Heading to Shamag and Jeddah Mountains – Pinoy Mountaineer

Heading to Shamag and Jeddah Mountains – Pinoy Mountaineer

From April 16 to 19, 2026, I had the privilege of climbing doscuenos mountainThe highest peak in Isabela, with an altitude of over 1780 MASL, is a legendary and elusive destination for Filipino climbers, with the most recent hikes dating back to the early days of the past decade. While climbing this legendary double-horned mountain, we stumbled upon Jeddah Mountain – The north peak of the 1500m ridge, which we realized was a beautiful destination in itself! With the support of the San Pablo, Isabela Local Government and the Ministry of Tourism, and the guidance of Sir Guy Tiongson of the Sierra Madre Outdoor Club (SMOC), I was accompanied by my long-time hiking friend Daryl Comagon (AMCI) and three guides (Leslie, Alex, Tatay Rudy) who had scouted the week before and assured us that they had reached the summit of Dos Cuernos and that it could be reached in 3-4 days. Some police officers also escorted us to the base camp. We had some of the best weather conditions north of the Sierra Madre, but as my two-part narrative will recount, we still had to overcome many obstacles to achieve our goals!
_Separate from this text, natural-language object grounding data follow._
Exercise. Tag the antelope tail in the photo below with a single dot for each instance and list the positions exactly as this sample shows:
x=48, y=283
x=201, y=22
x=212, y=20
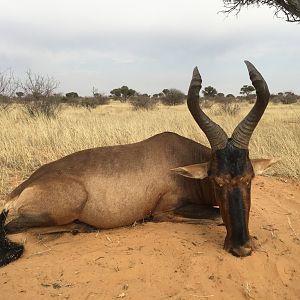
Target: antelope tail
x=9, y=251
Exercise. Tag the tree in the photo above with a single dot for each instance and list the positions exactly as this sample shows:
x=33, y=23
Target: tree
x=229, y=96
x=123, y=92
x=116, y=92
x=247, y=90
x=209, y=91
x=40, y=99
x=8, y=84
x=289, y=8
x=39, y=86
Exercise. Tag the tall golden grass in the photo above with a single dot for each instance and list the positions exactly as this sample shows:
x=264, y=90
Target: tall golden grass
x=26, y=143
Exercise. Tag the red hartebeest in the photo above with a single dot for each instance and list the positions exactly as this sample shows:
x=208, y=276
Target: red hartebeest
x=115, y=186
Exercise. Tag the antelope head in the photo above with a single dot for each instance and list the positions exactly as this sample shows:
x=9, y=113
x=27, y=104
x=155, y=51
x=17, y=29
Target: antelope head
x=230, y=169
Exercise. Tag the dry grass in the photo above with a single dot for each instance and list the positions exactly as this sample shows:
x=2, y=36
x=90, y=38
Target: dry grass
x=26, y=143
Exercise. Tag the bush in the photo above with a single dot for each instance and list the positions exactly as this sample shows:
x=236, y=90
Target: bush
x=229, y=108
x=48, y=107
x=173, y=97
x=206, y=103
x=72, y=95
x=143, y=102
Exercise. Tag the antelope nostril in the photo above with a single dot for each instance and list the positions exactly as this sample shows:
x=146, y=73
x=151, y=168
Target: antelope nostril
x=241, y=251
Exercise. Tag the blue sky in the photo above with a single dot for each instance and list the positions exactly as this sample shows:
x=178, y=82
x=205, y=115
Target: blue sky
x=148, y=46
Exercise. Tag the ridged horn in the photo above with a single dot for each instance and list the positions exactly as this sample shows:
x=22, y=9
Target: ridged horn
x=214, y=133
x=242, y=133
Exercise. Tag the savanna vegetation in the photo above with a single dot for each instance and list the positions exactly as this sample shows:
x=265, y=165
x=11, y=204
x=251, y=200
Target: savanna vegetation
x=26, y=143
x=38, y=126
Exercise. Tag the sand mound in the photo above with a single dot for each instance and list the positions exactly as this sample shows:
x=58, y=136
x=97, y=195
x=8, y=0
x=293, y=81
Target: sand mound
x=167, y=261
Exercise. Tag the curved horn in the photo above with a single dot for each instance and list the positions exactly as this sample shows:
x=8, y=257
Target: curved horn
x=214, y=133
x=242, y=133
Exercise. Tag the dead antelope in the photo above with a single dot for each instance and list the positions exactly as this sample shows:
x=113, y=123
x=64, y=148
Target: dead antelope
x=115, y=186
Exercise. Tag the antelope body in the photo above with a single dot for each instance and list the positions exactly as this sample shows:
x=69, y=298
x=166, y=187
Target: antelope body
x=115, y=186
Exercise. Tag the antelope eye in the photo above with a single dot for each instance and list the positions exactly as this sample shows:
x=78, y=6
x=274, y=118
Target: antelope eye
x=219, y=181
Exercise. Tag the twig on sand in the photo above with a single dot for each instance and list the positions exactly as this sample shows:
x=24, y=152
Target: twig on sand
x=294, y=232
x=205, y=296
x=38, y=253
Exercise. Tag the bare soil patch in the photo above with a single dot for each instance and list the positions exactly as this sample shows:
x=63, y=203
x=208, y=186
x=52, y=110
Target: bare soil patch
x=165, y=260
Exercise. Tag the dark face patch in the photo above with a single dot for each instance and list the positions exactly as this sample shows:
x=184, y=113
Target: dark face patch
x=236, y=208
x=229, y=161
x=231, y=171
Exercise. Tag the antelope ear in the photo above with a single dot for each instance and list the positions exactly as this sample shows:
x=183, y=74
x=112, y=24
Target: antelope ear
x=260, y=165
x=198, y=171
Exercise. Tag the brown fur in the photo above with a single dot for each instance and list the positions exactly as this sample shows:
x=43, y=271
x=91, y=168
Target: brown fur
x=112, y=186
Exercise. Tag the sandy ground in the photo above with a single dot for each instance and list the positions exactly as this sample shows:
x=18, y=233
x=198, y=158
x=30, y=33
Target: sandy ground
x=167, y=260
It was already 1310 in the morning when we started our first day of hiking after paying a courtesy visit to Mayor Miro and local government officials and making final arrangements. The first day—perhaps the most relaxing—begins the hike at the end of the road in Phuket. Simanu Norte traveled to a small village called Shamag, named after the Ifugao chief from Mayoyao who settled the area. Reaching this place requires hiking through dry slopes like Talamitam – be aware of the heat index! – Reaching moderate altitude (300-400 MASL), then descending to the river and slowly ascending again to Shamag.

It was a beautiful place, situated on a bend in the river, with several wooden houses in the Patey or Cambro style. Shamag himself – now in his seventies or eighties – sang us Ifugao songs, we bathed in the river and slept in a hut.

The next day we thought we had reached the summit after a long day. The guides had done a reconnaissance the week before, and based on their information and our own navigational calculations, a long “day hike” with an alpine-style climb from Shamaga was possible. However, people soon discovered that As we guessed, the tour guide arrived not at Mount Doscuenos, but at a place called Mount Gueda, which was not possible on a three-day trip.

We realized this as we negotiated our hike from Shamag (starting at 0500H) to the guided campsite: This hike consists of climbing an open slope called “Santiago” (named after the immigrants from Santiago and Isabela who settled there) into the forest, then descending sharply through dense scrub to reach the hunter's trail that leads from Pena Blanca in Cagayan deep into the mountains. we saw a lot silo (a hunter’s trap) and a poor civet trapped in it; we encountered numerous vine thorns and managed to climb 1000 meters of altitude before reaching the place where the guide had camped – a hunter’s tent with a makeshift “stretcher” made of rice sacks.

At that point – around 1000 hours – the guide told us that we could reach the “top” in an hour, but we knew – with further confirmation from Daryl's drone – that we were still far away, so we decided stay where you are Leslie's Campground (a hunter’s camp we named after a guide), an hour away from Mount Gueda, attempted the summit of Mount Doscuenos the next day – albeit with limited supplies. In the afternoon, we decided to climb Mount Jeddah, also to understand how far Mount Doscuenos is and what the road conditions are like through Jeddah. An hour later we reached the top of the mountain: not the top of our dreams, but a beautiful and worthwhile hike and itself! Dead trees are reminiscent of Mount Calatungan, a panoramic view of the towns of North Isabela and Cagayan South; a partial view of the corner of Mount Doscuenos is also visible.

As we headed back to Leslie's campsite, we were filled with a mixture of fear and excitement at what lay beyond. Hiking details to be continued #864.